Ressalta que o instituto da “reparação civil” tem suas ramificações desde a reparação por danos materiais e/ou morais entre particulares por relação contratual e extracontratual, na qual se aplica, a hipossuficiência do consumidor, sendo este determinado ou não, pela teoria do risco e da responsabilidade objetiva: até chegar à relação administrado e administrador, na qual a responsabilidade do Estado é objetiva, dispensando-se a prova da culpa pelo prejudicado, bastando a prova do dano, nexo causal e do fato administrativo.
O desembargador expõe que a despeito de decisões no Superior Tribunal de Justiça sob compreensão diversa, há decisões recentes naquela Corte seguindo a linha jurídica que adota, embora com estruturação jurídica distinta.

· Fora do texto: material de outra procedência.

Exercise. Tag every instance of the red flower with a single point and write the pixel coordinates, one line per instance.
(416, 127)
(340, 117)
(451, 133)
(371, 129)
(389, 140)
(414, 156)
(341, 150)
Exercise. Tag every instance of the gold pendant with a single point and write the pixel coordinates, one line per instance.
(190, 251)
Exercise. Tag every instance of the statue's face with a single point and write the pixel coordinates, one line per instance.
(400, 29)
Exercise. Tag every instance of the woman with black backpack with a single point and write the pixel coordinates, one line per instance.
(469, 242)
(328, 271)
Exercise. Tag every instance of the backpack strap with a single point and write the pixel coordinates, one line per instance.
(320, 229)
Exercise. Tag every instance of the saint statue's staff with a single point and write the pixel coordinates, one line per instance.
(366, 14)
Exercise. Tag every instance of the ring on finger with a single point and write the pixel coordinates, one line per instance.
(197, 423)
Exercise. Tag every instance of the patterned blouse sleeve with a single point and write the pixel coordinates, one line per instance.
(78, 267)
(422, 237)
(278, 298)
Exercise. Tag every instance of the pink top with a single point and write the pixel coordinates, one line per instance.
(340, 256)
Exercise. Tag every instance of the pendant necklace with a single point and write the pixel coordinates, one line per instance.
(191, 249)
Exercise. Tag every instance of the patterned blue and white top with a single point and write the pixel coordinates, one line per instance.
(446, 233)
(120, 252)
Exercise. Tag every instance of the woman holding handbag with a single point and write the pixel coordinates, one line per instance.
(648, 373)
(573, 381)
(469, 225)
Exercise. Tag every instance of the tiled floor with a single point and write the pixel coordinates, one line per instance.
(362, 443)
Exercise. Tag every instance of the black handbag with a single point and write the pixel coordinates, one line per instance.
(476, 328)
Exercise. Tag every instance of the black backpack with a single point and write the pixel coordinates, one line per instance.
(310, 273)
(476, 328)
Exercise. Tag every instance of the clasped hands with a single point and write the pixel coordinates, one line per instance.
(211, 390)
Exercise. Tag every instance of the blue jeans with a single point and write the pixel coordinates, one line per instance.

Para além da norma especial e norma geral o magistrado firma sua convicção na lógica do regime jurídico.
Argumenta que “se o sistema jurídico deve ser compreendido de forma supraestatal, o ordenamento jurídico é estatal e o regime jurídico é restrito ao ramo do direito em determinado ordenamento jurídico, sob a compreensão das duas classificações do direito romano, direito público e direito privado”.
Para o magistrado, “tem-se conflito porque, aplicando o critério da especialidade dá-se preponderância à primeira norma; aplicando o critério cronológico dá-se prevalência à segunda. Com base nesta regra, o conflito entre o critério da especialidade e o critério cronológico deve ser resolvido em favor do primeiro: a lei geral sucessiva não tira do caminho a lei especial precedente, como nos ensina o jurista Norberto Bobio, em seu livro Teoria do Ordenamento Jurídico”.
Em suma, complementa o desembargador, não há possibilidade, na relação jurídica entre Fisco e Administrado, seja ela em que situação for, ser regida senão pela legislação administrativa. Chama-se a esta relação de jurídico-administrativa-fiscal.
No caso em referência, aduz o magistrado, preponderante é o critério de aplicação da lei de natureza administrativa fazendária, ainda que anterior, sobre lei de natureza civil posterior, razão pela qual mantém a compreensão pela aplicação do Decreto nº 20.910/1932, afastando, assim, a prescrição de três anos para os demais casos de reparação civil.
Com base nesses pressupostos Gursen De Miranda não conheceu a prescrição do direito à reparação por danos morais ao cidadão apelado, sob respaldo legal do prazo prescricional de cinco anos, da prestação ineficiente de assistência à saúde pelo Estado ao pai desaparecido, e da violação à dignidade da pessoa humana do apelado reflexiva à do genitor, digna da devida indenização, e manteve a sentença de primeiro grau, negando provimento ao recurso de apelação.